Ramlern den Noah zu lesen
Vgl. Ramlers Schreiben an Gleim, Berlin, 23. Februar 1751: »Ich lese jetzt die dreyzehn Gesänge des Noah, die Bodmer an Sulzern geschickt hat. Er hat seine Anmerckungen darüber haben wollen, Sulzer hat sie gemacht, ohne mich zu Rathe zu ziehn; ist das nicht ein matematischer Stoltz? Er ist von dem Gedicht gantz eingenommen, ich sehr wenig, denn es ist nicht den zehnten Theil so gut, als die zwey ersten Gesänge. Aber Bodmer ist auch mein Landsmann nicht, und die LandsLeute, besonders die Schweitzer, stehen sich in Recht und Unrecht bey. Ich werde das Gedicht bald gelesen haben und mich alsdann freymüthig gegen ihn ausschütten. Schade um etliche gute Zeilen, die von einer Prosaischen Sündflut ersäufft werden. Alles was der Dichter seit drey Jahren gelesen hat, ist gantz roh und unverdaut darinn anzutreffen. Sulzer schätzt es deswegen hoch; ich aber und Sie, wir leiden keine solche Gelehrsamkeit, von der man errathen kan, aus welchem Buch sie abgeschrieben ist. Der Mahler, der Botanicus, der Mechanikus, der Physicus, jeder findet hier seine Kunstwörter.« (Schüddekopf (Hrsg.) Briefwechsel zwischen Gleim und Ramler 1906, Bd. 1, S. 286).
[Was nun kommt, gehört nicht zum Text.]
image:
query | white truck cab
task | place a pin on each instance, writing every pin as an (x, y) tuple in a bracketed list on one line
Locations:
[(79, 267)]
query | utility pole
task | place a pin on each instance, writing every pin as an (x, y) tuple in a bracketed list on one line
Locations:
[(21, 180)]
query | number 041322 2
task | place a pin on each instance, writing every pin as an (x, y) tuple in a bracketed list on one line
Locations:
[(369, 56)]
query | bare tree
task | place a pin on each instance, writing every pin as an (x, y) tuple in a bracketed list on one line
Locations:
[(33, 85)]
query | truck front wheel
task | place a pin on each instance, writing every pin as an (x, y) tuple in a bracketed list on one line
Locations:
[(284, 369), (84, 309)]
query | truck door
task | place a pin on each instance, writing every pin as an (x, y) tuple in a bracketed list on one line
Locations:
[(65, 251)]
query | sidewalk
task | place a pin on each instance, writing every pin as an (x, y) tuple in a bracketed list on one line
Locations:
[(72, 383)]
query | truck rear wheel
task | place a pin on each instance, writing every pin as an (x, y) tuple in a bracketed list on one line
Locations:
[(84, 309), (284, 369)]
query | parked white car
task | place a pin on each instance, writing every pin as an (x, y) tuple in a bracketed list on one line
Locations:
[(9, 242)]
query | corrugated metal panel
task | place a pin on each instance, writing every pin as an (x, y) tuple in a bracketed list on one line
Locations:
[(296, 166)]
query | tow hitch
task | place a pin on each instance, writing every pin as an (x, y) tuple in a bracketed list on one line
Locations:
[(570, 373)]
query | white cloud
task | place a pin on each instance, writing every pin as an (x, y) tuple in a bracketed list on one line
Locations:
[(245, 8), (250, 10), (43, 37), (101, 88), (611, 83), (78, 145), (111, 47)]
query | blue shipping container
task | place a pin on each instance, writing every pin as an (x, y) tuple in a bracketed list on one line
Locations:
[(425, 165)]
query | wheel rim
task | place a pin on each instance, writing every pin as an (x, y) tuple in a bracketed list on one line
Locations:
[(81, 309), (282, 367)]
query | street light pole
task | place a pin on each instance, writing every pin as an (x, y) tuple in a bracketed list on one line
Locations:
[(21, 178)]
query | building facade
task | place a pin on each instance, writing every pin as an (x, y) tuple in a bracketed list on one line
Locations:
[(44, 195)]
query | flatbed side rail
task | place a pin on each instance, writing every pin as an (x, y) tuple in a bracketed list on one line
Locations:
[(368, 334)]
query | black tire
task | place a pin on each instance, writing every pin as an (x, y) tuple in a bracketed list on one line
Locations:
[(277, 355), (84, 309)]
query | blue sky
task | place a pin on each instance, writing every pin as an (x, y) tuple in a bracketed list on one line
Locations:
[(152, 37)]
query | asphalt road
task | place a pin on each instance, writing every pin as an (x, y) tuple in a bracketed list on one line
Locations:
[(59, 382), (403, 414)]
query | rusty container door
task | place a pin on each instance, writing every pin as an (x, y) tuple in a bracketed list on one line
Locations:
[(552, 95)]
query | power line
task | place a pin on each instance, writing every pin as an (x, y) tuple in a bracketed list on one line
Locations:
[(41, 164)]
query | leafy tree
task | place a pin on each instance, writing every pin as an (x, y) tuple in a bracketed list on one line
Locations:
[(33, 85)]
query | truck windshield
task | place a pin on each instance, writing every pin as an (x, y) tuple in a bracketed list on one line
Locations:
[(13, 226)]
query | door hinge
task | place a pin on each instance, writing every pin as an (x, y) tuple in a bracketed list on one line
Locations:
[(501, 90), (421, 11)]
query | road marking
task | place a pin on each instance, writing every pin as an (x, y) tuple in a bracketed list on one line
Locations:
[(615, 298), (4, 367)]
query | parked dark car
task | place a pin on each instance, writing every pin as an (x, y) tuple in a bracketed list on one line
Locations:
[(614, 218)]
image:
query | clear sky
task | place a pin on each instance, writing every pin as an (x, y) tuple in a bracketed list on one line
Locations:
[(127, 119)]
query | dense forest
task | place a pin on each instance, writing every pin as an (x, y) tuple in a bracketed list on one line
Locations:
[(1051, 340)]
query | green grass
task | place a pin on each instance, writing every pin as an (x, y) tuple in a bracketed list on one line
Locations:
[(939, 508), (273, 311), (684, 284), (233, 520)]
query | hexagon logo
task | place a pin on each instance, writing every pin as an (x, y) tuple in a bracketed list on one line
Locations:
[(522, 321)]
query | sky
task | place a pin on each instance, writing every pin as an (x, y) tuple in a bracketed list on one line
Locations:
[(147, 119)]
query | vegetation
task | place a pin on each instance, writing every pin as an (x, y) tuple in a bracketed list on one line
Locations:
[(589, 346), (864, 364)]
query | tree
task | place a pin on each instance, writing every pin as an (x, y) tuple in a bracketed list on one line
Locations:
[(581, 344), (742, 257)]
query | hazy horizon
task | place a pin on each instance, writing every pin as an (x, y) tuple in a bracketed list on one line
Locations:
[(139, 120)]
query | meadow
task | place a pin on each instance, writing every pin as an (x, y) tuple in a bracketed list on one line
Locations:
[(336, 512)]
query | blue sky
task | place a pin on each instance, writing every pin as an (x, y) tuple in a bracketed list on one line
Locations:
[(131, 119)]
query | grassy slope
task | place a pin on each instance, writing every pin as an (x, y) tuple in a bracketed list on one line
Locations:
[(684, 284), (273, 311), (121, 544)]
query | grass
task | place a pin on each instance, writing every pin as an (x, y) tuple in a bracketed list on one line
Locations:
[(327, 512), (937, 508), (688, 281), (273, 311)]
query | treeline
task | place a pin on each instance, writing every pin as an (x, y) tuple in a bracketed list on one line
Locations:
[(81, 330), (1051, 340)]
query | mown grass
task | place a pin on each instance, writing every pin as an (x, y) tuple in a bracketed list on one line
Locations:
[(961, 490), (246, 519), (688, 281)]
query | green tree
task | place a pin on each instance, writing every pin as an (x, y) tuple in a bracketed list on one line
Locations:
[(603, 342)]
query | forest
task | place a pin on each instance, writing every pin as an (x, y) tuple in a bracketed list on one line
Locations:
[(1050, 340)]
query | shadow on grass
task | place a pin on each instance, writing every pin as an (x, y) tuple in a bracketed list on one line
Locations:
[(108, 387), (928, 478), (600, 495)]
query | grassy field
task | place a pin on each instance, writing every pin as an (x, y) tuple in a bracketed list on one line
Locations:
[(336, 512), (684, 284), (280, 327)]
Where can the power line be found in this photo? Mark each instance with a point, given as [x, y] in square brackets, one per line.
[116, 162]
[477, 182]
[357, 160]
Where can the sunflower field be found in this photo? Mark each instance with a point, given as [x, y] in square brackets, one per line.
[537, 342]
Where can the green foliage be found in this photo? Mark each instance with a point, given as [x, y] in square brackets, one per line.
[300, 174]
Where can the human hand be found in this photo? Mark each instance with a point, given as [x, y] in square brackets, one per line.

Prediger der größten Gemeinde
Jakob Elsner war erster Prediger an der Parochialkirche und Kirchendirektor der reformierten Gemeinden. Vgl. Sulzers Brief an Künzli vom 15. November 1750: »Wollten Sie wol ihre Schule gegen eine der angesehensten Prediger Canzeln in Berlin vertauschen. Wenn ich die Wahl hätte so würden Sie hieher beruffen werden, um dem verstorbenen Dr. Elsner an der Parochial Kirche zu succediren. Es ist ein sehr ansehnlicher Posten und eben so einträglich. Da ich erfahren, daß der König der Gemeinde, welche das Wahlrecht hat, sagen laßen, Sie möchten einen recht guten Prediger aussuchen, wenn sie ihn gleich von Weitem herholen müßten, so habe ich Sie, mein lieber Freünd, als den besten, den man finden könnte vorgeschlagen. Ich erfahre nun, daß Hr. Wegelin, welcher von dieser Gemeinde ist, Commission bekommen hat, sich nach Ihnen zu erkundigen. Welches Glük für mich, wenn die Vorsehung Sie zu mir führen sollte! Ich will mich diesen angenehmen Vorstellungen noch nicht überlaßen.« (SWB, Ms BRH 512/72).